Machines are logical and predictable. Humans are irrational and inconsistent. Whether it be your employees, contractors, suppliers, customers, or prospects, your company security culture needs to include all of your stakeholders. After all, a chain is only as strong as its weakest link.
With this in mind, here are 10 points to consider when thinking about your company’s cyber-security hygiene:
1. IT security is often seen as a negative function, which can make employees’ lives more difficult and limit the amount of control they have over their own equipment. This mentality often leads to employees actively looking for ways to bypass security measures that are in pace.
2. Employees want to try a new productivity or work-related tool, so they should be able to get helpful advice and guidance from IT. Colleagues in IT should want employees to ask them questions and recommendations as that's how you can engage and educate them.
3. Staff should understand that protecting their home IT is just as important as protecting work IT in order to mitigate the risks of contagion via BYOD practices.
4. Informative posters should be displayed where appropriate and more formal training should be provided in order to teach staff how to protect themselves.
5. Social media platforms are used for both personal and business means; the line is blurred. This cross-over between personal and business can be unhealthy, and a divide needs to be created and maintained.
6. Acceptable use policies are a must to protect both the user and the company. Security knowledge should not be considered common sense, each department has their own items to learn. Creating an educational environment is just as important as incorporating a culture.
7. If you tell employees, they will forget. Show them how something works and they will remember. Involve them and they will understand. Take apart a phishing email and show them why it's dangerous. Just telling them that phishing emails are bad does not equip them sufficiently to identify or understand the risks involved. Running phishing assessments with instant feedback is a way of involving employees and teaching them. Cisco does this very well.
8. To capture someone's attention, you need to do it in six seconds according to a new study by comScore (2017). By using the AIDA (Attention, Interest, Desire, Action) psychology model can influence a positive change in employees. A change in attitude will change their behaviour which will change their actions.
9. Don’t presume to dictate to employees. They know their job better than you. Open discussions and learning groups will engage them and better yet, may reveal anomalous events or behaviour previously unknown to the organisation.

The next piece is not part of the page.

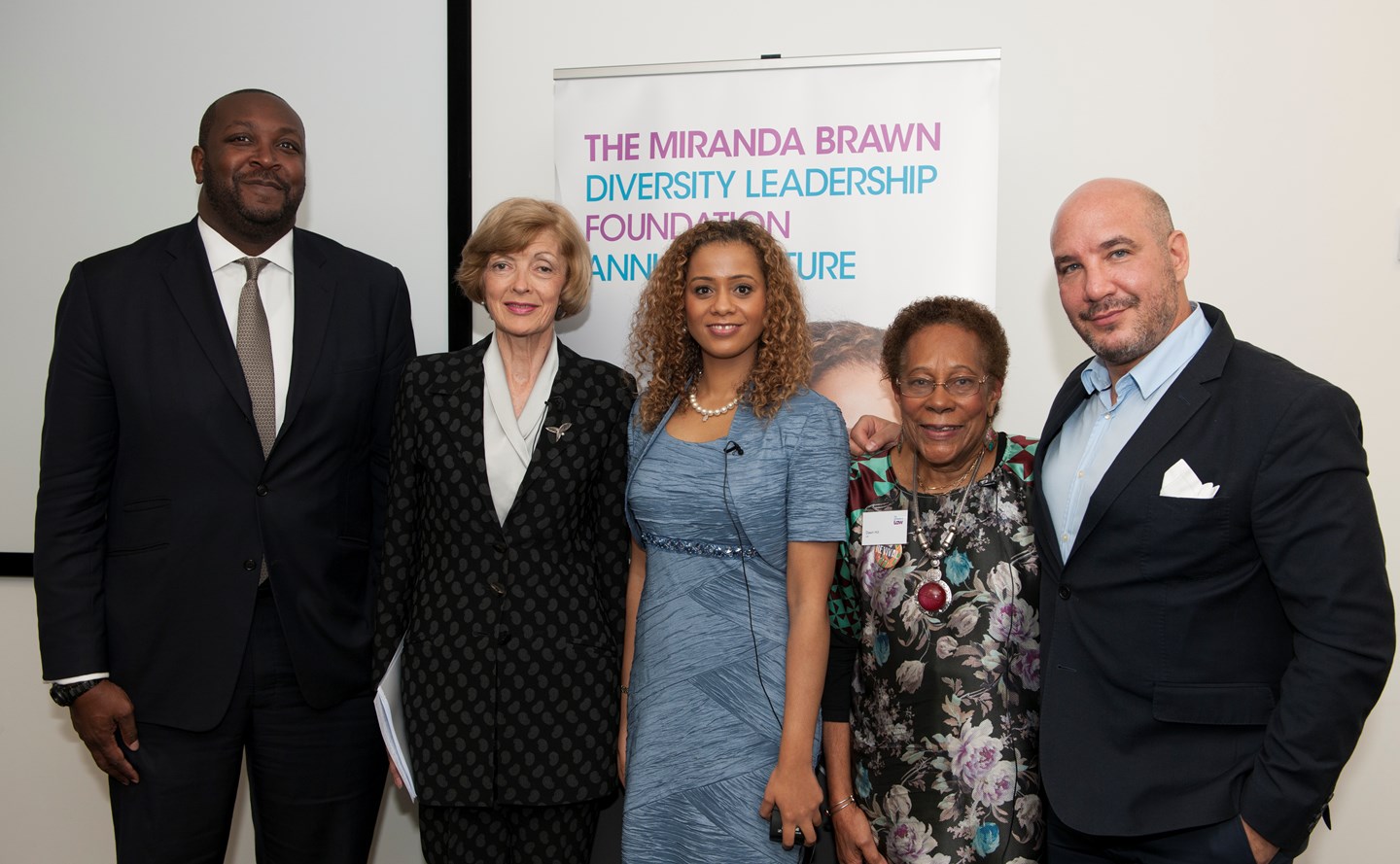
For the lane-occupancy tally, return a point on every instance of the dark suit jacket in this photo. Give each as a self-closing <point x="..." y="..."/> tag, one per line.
<point x="156" y="502"/>
<point x="1208" y="658"/>
<point x="511" y="632"/>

10. A passphrase is a great password. A mixture of uppercase, lowercase, numbers and special characters will provide a strong but forgettable password. A memorable password is a passphrase that is engaging and connects on an emotional level. “Unhappy rabbit black jack” is a strong passphrase that is 25 characters long. The complexity of this passphrase can be increased by replacing vowels with numbers and by adding special characters. “Unhappy rabbit black jack” turns into “Unh4ppy r4bb1t bl4ck j4ck!”, a passphrase that is both highly remembered and complex enough to meet typical password requirements.
In summary, the human firewall needs to be understood in order for security measure to be effective. Utilisation of your most important asset in the fight against cyber-attacks (people, not technology, just in case you still haven’t gotten our point) is the best defence for your company; you just need to figure out how to turn it on.